Erich_Grunewald 🔸 comments on If Anything Changes, All Value Dies?

Erich_Grunewald 🔸 18 Jan 2026 14:44 UTC
7 points
0 ∶ 0
Interesting!
Given that these failures were predictable, it should be possible to systematically predict many analogous failures that might result from training AI systems on specific data sets or (simulated) environments.
Your framework seems to work for simple cases like “ice cream, sucralose, or sex with contraception”, but I don’t think it works for more complex cases like “peacocks would like giant colorful tails”?
There is so much human behaviour also that would have been essentially impossible to predict just from first principles and natural selection under constraints: poetry, chess playing, comedy, monasticism, sports, philosophy, effective altruism. These behaviours seem further removed from your detectors for instrumentally important subgoals, and/or to have a more complex relationship to those detectors, but they’re still widespread and important parts of human life. This seems to support the argument that the relationship between how a mind was evolved (e.g., by natural selection) and what it ends up wanting is unpredictable, possibly in dangerous ways.
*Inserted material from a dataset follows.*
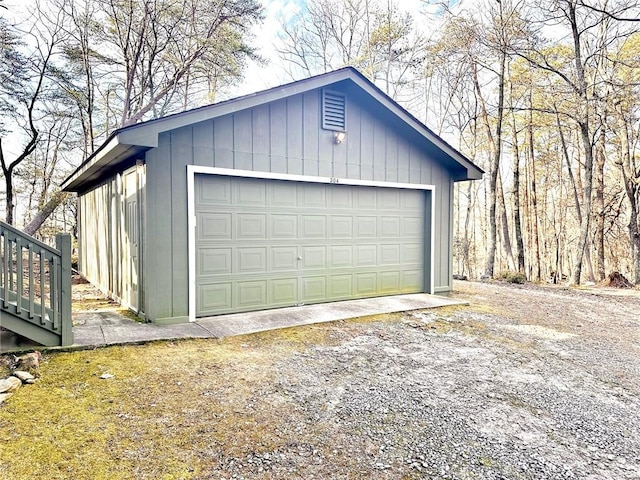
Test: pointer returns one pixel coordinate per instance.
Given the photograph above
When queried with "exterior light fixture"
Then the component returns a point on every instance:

Your model might still tell us that generalisation failures are very likely to occur, even if, as I am suggesting, it can’t predict many of the specific ways things will misgeneralise. But I’m not sure this offers much practical guidance when trying to develop safer AI systems. But maybe I’m wrong about that?
- Vasco Grilo🔸 18 Jan 2026 15:06 UTC
  2 points
  0 ∶ 0
  Parent
  I think the post The Selfish Machine by Maarten Boudry is relevant to this discussion.
  Consider dogs. Canine evolution under human domestication satisfies Lewontin’s three criteria: variation, heritability, and differential reproduction. But most dogs are bred to be meek and friendly, the very opposite of selfishness. Breeders ruthlessly select against aggression, and any dog attacking a human usually faces severe fitness consequences—it is put down, or at least not allowed to procreate. In the evolution of dogs, humans call the shots, not nature. Some breeds, like pit bulls or Rottweilers, are of course selected for aggression (to other animals, not to its guardian), but that just goes to show that domesticated evolution depends on breeders’ desires.
  How can we extend this difference between blind evolution and domestication to the domain of AI? In biology, the defining criterion of domestication is control over reproduction. If humans control an animal’s reproduction, deciding who gets to mate with whom, then it’s domesticated. If animals escape and regain their autonomy, they’re feral. By that criterion, house cats are only partly domesticated, as most moggies roam about unsupervised and choose their own mates, outside of human control. If you apply this framework to AIs, it should be clear that AI systems are still very much in a state of domestication. Selection pressures come from human designers, programmers, consumers, and regulators, not from blind forces. It is true that some AI systems self-improve without direct human supervision, but humans still decide which AIs are developed and released. GPT-4 isn’t autonomously spawning GPT-5 after competing in the wild with different LLMs; humans control its evolution.
  By and large, current selective pressures for AI are the opposite of selfishness. We want friendly, cooperative AIs that don’t harm users or produce offensive content. If chatbots engage in dangerous behavior, like encouraging suicide or enticing journalists to leave their spouse, companies will frantically try to update their models and stamp out the unwanted behavior. In fact, some language models have become so safe, avoiding any sensitive topics or giving anodyne answers, that consumers now complain they are boring. And Google became a laughing stock when its image generator proved to be so politically correct as to produce ethnically diverse Vikings or founding fathers.